Ongoing flow of strong economic data is helping Ireland to move beyond the legacy of the crisis – Governor Philip R. Lane

9 Mar 2018 Press Release

Governor Philip R. Lane

  • Current economic prospects are robust, with both domestic demand and the external environment supporting growth
  • However, tail risks are rising such that prudence in both macro prudential policy and fiscal policy is essential in order to build resilience 
  • The Central Bank is committed to resolution of legacy mortgage problems (the high stock of non-performing loans; the completion of the tracker mortgage examination)

Speaking at the Institute for International and European Affairs (IIEA) in Dublin, Governor of the Central Bank of Ireland, Philip R. Lane, discussed the macro-financial environment in Ireland. He said that the Irish economy continues to perform well, based on a broad recovery in domestic demand and a strong external environment. However, at the same time, tail risks are rising, in view of global concerns about the international trading and taxation systems. He said, “unexpected events can trigger upside or downside revisions to our forecasts, especially in relation to the longer-term path for the economy.

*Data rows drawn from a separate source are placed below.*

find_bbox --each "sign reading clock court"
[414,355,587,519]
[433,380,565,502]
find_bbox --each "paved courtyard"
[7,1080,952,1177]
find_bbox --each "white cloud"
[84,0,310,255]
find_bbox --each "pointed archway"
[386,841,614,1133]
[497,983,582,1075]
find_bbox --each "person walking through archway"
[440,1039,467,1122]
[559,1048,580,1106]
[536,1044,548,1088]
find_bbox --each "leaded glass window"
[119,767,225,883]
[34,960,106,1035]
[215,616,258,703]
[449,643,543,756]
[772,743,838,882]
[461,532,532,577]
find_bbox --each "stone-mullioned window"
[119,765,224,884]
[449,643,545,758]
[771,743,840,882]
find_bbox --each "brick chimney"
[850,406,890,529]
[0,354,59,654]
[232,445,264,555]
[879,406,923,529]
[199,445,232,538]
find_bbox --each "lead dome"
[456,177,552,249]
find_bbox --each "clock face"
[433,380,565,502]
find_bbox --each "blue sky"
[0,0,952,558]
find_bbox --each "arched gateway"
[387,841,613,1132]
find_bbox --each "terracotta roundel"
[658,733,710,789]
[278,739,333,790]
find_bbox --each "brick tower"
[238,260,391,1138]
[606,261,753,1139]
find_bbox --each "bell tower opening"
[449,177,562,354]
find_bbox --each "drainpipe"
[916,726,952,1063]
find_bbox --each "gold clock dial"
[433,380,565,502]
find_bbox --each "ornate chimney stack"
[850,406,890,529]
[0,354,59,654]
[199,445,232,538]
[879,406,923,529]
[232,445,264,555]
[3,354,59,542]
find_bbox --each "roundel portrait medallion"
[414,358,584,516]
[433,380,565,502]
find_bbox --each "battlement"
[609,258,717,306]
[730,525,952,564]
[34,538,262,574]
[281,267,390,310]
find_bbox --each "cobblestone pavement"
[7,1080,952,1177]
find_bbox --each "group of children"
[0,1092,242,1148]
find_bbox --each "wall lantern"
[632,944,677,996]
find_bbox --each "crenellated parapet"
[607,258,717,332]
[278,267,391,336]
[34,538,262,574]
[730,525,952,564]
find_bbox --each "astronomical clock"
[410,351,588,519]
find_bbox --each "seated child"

It follows that public and private decision makers should ensure that choices are robust to unanticipated outcomes, rather than putting an excessive and unrealistic reliance on our central projections.”

Governor Lane discussed the importance of having an appropriate fiscal strategy for Ireland. He said, “the accumulation of good news about the trend path for the Irish economy calls for the political system to make proportionate decisions about the paths for public spending and taxation, given the extra fiscal capacity to meet social preferences for increased provision of public services, increased transfers, expanded public investment or an adjustment in the tax burden. In the other direction, the downside risks (together with the still-high level of public debt) call for a prudent approach that recognises the importance of building fiscal buffers during good times in order to enable more vigorous counter-cyclical fiscal interventions in the event of a future economic downturn.”

He added, “It is important to emphasise that fiscal prudence can be fully reconciled with ambitious fiscal plans. However, it is necessary to recognise the genuine trade offs that exist, especially if the labour market returns to full employment.”

In line with the Central Bank’s financial stability, prudential and consumer protection mandates, housing market developments are monitored closely. Governor Lane noted that the most recent Central Bank analysis confirms that aggregate credit conditions remain subdued, even if the pace of new mortgage lending has picked up.

“Our analysis that house prices have moved broadly in line with fundamentals is fully consistent with a material risk of a reversal in house prices: buying a house is certainly not a one-way bet. In particular, international and domestic factors may trigger fundamentals-driven corrections in the housing market”, he said.

He also discussed the importance of the work undertaken in recent years to address mortgage arrears and reduce the level of non-performing loans (NPLs) in Ireland. He said that banks can resolve NPLs through multiple channels, including workouts, restructures (including accounting write-offs), foreclosures and sales. In relation to the evolution of mortgage arrears in Ireland, he said it is clear that the system has been much more effective in achieving sustainable solutions in relation to early-stage arrears cases than in addressing long-term arrears. Whilst sustainable solutions can be put in place quickly for engaged borrowers that are in early arrears, the resolution of long-term arrears has been a particular challenge.

He concluded, “it is clear that NPLs have been reduced through restructuring and re-engagement between lender and borrower, with both banks and non-banks pursuing restructuring where possible. Importantly, the management of arrears has been within a policy and regulatory framework that provides robust protections for households. Given NPLs cause such considerable distress to borrowers and negatively affect their ability to contribute to the economy, recent reforms of the insolvency framework are important to give borrowers a second chance.”